If you were to be a Tunisian crochet rebel – an act which I wholeheartedly endorse, by the way – and flip your entrelac to work from the dreaded wrong side – and you consulted your handy dandy stitch compendium to see what to do, you would be confronted with two different stitches: the Tunisian purl and the Tunisian reverse stitch. These stitches are going to also be interchangeably named, depending on the designer or publisher.

If you work alternating rows of squares in TSS and TPS (Tunisian purl stitch) then you will still get a Tunisian entrelac sample whose rows or rounds still move in the same direction and don’t actually look interlaced. If you flip your work around and work the TPS on the wrong side, you will get a piece of work that now shows two different directions but you won’t get TSS (or TKS or whatever your main stitch is) on the right side. You’ll just get the backside of TPS.

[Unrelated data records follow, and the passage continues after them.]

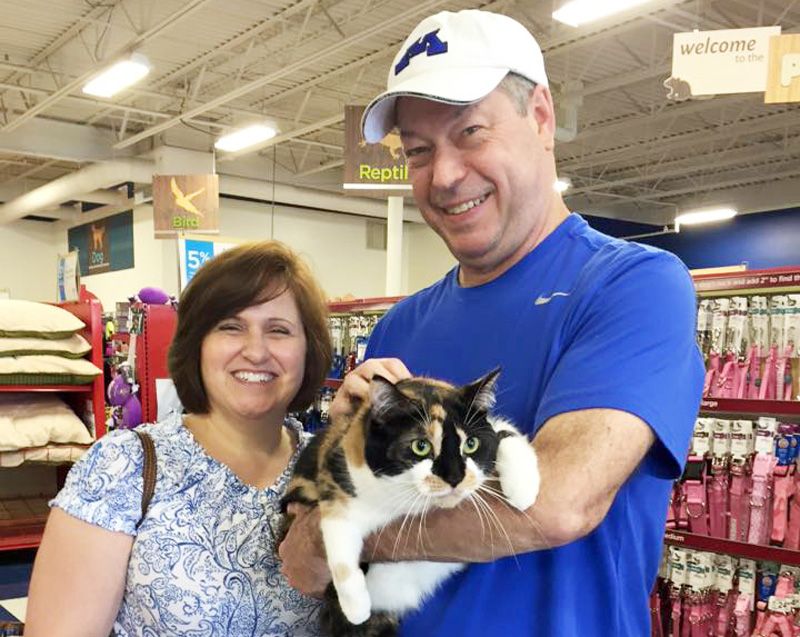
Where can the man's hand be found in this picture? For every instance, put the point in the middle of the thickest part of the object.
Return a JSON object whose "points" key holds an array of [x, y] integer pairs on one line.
{"points": [[355, 387], [303, 553]]}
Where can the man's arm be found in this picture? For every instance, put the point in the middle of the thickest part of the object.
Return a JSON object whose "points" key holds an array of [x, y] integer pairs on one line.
{"points": [[584, 458]]}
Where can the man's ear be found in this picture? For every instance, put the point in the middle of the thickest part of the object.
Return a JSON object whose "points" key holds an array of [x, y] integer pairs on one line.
{"points": [[542, 110]]}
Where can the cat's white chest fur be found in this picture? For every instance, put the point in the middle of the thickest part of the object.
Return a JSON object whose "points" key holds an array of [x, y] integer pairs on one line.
{"points": [[401, 586]]}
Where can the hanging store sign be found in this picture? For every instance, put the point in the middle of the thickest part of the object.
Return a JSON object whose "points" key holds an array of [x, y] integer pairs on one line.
{"points": [[193, 252], [376, 169], [783, 80], [68, 277], [104, 245], [185, 203], [720, 62]]}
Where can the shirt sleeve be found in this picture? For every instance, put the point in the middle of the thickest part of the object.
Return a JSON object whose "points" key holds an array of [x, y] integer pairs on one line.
{"points": [[630, 345], [104, 487]]}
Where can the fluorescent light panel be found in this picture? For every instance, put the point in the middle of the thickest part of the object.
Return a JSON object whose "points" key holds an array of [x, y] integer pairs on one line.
{"points": [[118, 76], [245, 137], [578, 12], [704, 216]]}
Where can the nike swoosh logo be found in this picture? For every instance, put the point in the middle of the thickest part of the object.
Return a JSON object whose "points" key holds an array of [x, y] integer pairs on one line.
{"points": [[542, 300]]}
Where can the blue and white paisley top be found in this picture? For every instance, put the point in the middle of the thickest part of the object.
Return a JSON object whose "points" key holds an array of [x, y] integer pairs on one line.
{"points": [[203, 563]]}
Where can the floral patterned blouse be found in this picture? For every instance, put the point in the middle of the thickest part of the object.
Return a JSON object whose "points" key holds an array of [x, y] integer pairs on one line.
{"points": [[203, 563]]}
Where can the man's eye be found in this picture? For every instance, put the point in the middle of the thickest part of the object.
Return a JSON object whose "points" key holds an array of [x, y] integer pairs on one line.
{"points": [[415, 152]]}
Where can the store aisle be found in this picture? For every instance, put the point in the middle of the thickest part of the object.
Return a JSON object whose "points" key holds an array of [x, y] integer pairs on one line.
{"points": [[15, 574]]}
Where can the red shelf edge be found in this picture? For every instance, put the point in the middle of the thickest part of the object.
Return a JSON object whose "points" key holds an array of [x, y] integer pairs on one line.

So really, the Tunisian purl stitch isn’t a true purl because it isn’t a reverse of another stitch.

Are you cross eyed yet?

If you would like your Tunisian entrelac to look interlaced, then you need to perfect your main stitch in reverse. If you are working your entrelac in TSS, which most of us do, then you need to TURN your work and work the Tunisian reverse stitch…..which is sometimes also written as Tunisian purl stitch….which can become pretty farking confusing.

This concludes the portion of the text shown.